Assuming the objective is to read a grid of data into multiple arrays (with each column being loaded into a separate array) ...

For dynamically generating/populating arrays using bash namerefs take a look at this answer.

If the number of arrays (and their names) are predefined ...

First some data to simulate the OP's output:

$ cat mysql.out
[email protected] 2 2z7bhxb55d3
[email protected] 2 we3cq3micu9cn
[email protected] 1 we3cq1dicu9cn

NOTE: The following code assumes the column data does not include white space, eg, the above file has 3 columns and not 1 column with embedded spaces; otherwise OP will need to insure the stream of input has a well-defined column delimiter that can be used by the while loop

One bash loop idea:

unset      data1 data2 data3
typeset -a data1 data2 data3

i=0
while read -r col1 col2 col3
do
    (( i++ ))
    data1[${i}]="${col1}"
    data2[${i}]="${col2}"
    data3[${i}]="${col3}"
done < mysql.out                                     # replace this with ...
# done < <(mysql ... SELECT data1,data2,data3 ...)   # this to have mysql results fed directly into 'while' loop

This gives us:

$ typeset -p data1 data2 data3
declare -a data1=([1]="[email protected]" [2]="[email protected]" [3]="[email protected]")
declare -a data2=([1]="2" [2]="2" [3]="1")
declare -a data3=([1]="2z7bhxb55d3" [2]="we3cq3micu9cn" [3]="we3cq1dicu9cn")

If you don't mind the indices starting @ 0 ...

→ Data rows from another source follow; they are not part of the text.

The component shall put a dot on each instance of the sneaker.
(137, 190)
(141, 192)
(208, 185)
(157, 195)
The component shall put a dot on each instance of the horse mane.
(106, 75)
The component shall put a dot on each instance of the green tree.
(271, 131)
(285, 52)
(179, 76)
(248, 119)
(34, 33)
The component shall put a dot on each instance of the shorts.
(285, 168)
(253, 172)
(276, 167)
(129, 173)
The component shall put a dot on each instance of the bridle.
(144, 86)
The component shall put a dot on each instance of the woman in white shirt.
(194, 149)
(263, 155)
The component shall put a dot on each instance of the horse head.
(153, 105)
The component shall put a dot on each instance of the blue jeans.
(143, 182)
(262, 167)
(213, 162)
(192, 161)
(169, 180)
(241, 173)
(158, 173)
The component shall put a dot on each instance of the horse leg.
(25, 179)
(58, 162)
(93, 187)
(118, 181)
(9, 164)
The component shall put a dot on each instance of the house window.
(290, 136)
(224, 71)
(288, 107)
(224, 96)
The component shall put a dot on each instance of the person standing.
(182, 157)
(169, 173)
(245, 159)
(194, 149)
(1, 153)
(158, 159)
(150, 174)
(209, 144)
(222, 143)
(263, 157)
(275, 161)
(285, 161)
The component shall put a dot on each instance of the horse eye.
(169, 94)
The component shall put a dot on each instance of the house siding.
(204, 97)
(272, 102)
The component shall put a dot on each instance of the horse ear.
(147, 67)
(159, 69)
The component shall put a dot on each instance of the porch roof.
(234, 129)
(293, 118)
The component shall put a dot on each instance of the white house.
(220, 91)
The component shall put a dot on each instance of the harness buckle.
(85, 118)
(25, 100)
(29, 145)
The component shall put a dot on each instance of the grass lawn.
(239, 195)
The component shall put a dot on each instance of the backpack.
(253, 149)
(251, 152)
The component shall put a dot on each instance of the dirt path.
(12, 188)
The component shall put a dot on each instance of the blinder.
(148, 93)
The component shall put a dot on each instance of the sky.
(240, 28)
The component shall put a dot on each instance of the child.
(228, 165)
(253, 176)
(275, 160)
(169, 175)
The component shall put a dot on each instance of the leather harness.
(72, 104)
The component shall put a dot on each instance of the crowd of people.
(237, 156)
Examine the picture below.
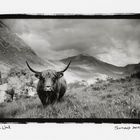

unset      data1 data2 data3
typeset -a data1 data2 data3

while read -r col1 col2 col3
do
    data1+=("${col1}")
    data2+=("${col2}")
    data3+=("${col3}")
done < mysql.out

This gives us:

$ typeset -p data1 data2 data3
declare -a data1=([0]="[email protected]" [1]="[email protected]" [2]="[email protected]")
declare -a data2=([0]="2" [1]="2" [2]="1")
declare -a data3=([0]="2z7bhxb55d3" [1]="we3cq3micu9cn" [2]="we3cq1dicu9cn")